3 weeks is a long time to remember, but if you can think back that far, remember that we met a man named Apollos, who is mentioned again here in passing. Apollos, if you remember, was a great guy, a terrific orator with a sincere heart and a lot of learning. But the problem that Apollos had was that he had an incomplete grasp on the gospel; he was zealous to proclaim what he knew, but he didn’t know enough! Chances are that, when a wonderful couple named Aquila and Priscilla met him, he didn’t even understand enough of the gospel message to himself be considered a Christian. They, of course, took him aside and explained more fully the message of salvation in Christ, and this talented young man became a tremendous witness of the gospel.
What he knew was the “baptism of John”. This is the link with today’s passage, for we come across some other people who are in this same predicament.
This is an unusual passage, one that has been the subject of much debate, because it presents a pretty unusual scenario to us. The controversies surrounding this passage include the question of whether the twelve men of which we read were truly born again followers of Christ, or were instead deficient enough in their understanding of the gospel that their belief, like that of Apollos earlier, could not be considered saving faith.
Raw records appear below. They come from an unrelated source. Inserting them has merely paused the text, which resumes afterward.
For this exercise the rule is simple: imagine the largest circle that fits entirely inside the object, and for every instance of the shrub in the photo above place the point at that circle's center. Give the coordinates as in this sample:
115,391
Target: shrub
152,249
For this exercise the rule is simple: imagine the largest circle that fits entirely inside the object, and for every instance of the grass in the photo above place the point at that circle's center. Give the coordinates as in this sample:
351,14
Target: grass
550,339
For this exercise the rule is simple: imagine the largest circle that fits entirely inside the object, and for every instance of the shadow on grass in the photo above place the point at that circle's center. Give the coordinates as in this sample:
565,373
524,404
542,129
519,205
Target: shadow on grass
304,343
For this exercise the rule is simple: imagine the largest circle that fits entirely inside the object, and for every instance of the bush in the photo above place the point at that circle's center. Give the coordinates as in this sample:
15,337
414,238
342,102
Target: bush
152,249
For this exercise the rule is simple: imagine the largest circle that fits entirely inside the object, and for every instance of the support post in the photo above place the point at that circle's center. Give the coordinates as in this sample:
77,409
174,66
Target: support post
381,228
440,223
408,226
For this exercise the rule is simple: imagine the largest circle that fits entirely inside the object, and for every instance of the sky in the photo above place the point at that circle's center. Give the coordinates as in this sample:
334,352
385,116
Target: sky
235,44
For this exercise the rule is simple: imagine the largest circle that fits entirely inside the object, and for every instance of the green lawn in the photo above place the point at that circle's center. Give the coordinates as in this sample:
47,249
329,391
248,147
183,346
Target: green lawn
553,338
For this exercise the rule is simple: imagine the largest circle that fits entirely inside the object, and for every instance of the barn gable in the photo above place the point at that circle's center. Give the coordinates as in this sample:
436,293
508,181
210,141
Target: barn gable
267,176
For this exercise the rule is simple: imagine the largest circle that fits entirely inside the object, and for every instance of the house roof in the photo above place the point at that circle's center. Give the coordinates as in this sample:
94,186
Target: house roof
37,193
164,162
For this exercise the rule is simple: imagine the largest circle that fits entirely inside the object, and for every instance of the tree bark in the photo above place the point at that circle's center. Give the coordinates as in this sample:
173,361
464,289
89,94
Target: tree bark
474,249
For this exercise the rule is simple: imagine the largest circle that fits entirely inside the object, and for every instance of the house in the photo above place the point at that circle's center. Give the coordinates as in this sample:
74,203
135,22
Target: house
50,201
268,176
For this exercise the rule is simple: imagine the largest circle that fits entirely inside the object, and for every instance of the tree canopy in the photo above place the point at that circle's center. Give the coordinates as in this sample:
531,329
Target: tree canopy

I will take that latter position in this message.
This is a good point to remember something I said a lot early on in this study, and that’s this: history (as is the book of Acts) needs to be read as being descriptive, rather than being necessarily prescriptive. History describes what happened, rather than necessarily prescribing the way things ought to work in the future. Acts must be read descriptively, because we’ll get into a mess if we attempt to take all of the unusual ways that the Spirit works in Acts, smuggle them into the 21st century, and say, “since God acted this way then, He will act the same way now.” He may, or He may not, but we should not make the mistake of reading Acts through the wrong lens; today’s text calls for that warning. First,
I. Paul comes to Ephesus
Paul is on his third and final missions trip, and this passage finds him in Ephesus, visiting a city that he’d previously been in briefly, one which had responded quite well to the gospel message. He ended up spending about 3 years in this city (ca. AD 53-56), and yet Luke chooses to record little of his ministry there.